In Science and Technology’s ongoing effort to show Evolution the door, component manufacturers continue to experiment with non-round rings. Enter the modern incarnations: Q-Rings and Osymetric Rings. Q-Rings use a similar (but not identical) shape to BioPace but allow for changing the position of the rings based on the rider’s individual pedaling style with the idea that the largest effective gear aligns with the rider’s power stroke and the smallest effective gear with the dead spot. Osymetric uses an insane-looking shape which they claim better matches the irregular application of power caused by the dynamics of our poorly evolved legs.
I’ve spent the last month or so riding Q-Rings, and I have to admit you don’t feel any of the dreaded “biopacing” hobble. But in the long term, they also didn’t seem to offer any tangible advantage; after adjusting them according to their instructions (which takes some time), I found that depending on the day and the terrain, they were good, but never great.

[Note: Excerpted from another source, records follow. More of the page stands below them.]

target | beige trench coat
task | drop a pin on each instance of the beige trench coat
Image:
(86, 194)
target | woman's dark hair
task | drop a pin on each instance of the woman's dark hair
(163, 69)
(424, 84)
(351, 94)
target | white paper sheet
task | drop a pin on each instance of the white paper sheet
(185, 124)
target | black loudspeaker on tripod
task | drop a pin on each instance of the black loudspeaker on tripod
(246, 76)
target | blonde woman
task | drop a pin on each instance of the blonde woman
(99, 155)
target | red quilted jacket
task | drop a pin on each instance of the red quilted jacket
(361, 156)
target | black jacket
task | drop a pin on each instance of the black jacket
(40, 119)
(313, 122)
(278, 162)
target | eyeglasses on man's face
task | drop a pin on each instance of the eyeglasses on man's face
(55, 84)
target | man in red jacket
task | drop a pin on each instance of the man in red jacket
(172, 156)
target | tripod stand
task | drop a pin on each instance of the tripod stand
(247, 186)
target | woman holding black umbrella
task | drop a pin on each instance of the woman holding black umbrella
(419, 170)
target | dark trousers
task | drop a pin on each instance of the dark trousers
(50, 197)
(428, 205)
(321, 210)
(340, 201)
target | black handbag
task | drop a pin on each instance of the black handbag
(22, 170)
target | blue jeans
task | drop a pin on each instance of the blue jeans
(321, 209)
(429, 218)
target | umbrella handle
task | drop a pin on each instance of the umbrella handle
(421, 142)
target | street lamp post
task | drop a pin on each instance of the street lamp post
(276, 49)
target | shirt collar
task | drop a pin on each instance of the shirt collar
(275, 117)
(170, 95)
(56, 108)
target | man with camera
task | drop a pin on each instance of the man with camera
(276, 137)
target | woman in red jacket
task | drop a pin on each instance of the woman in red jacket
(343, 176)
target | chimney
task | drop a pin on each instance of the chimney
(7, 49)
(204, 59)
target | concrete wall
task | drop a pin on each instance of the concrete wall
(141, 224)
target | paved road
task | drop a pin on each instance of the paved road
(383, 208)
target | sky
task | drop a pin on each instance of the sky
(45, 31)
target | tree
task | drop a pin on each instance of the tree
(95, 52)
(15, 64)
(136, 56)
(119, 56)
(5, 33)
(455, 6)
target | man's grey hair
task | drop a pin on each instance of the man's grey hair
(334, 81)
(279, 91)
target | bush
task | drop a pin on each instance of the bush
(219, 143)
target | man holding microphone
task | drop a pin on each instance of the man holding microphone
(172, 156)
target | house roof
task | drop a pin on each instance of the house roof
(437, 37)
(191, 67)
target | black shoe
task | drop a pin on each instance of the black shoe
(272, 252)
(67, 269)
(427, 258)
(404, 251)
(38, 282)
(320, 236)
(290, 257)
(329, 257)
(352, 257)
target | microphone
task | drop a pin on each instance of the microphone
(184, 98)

On any given ride, I might power up a grade with V in reserve for a surge at the top, and then find myself slipping into the little ring on a climb I normally ride sur la plaque. On the next ride, the scenario would reverse and I’d motor up a climb in the big ring that normally requires the 39 and little ring some faux plat into the wind a little later on. On balance, I found myself struggling to find power. One point to consider is all this is based on feel and knowing the gear ratios I use on familiar terrain – my use of a V-Meter and my avoidance of power meters means there is no tangible data to support or counter my conclusions. In other words, I’m not distracted by the facts.
I noticed that of the riders whose use of Q-Rings inspired my own experimentation – Marianne Vos and Johan Vansummeren – both have a relatively forward position with respect to their bottom bracket while I sit quite far back; maybe the rings favor such a position over mine. In any case, switching back to round rings, I’m able to find power more easily as well as being better able to maintain a cadence and accelerate. In other words, I’m more comfortable more often on round rings.
Maybe my pedaling style uses too wide a power band not suited for the Q’s, or maybe I have trascended evolution to favor rotational locomotion over bipedal. That last notion is not outside the realm of possibility because I can confirm I am pretty terrible at walking. The idea behind non-round rings continues to makes sense, but for me Q-Rings don’t do the job. I’ll give Osymetric a go if I get the opportunity but until then, I’m glad to be back in the round.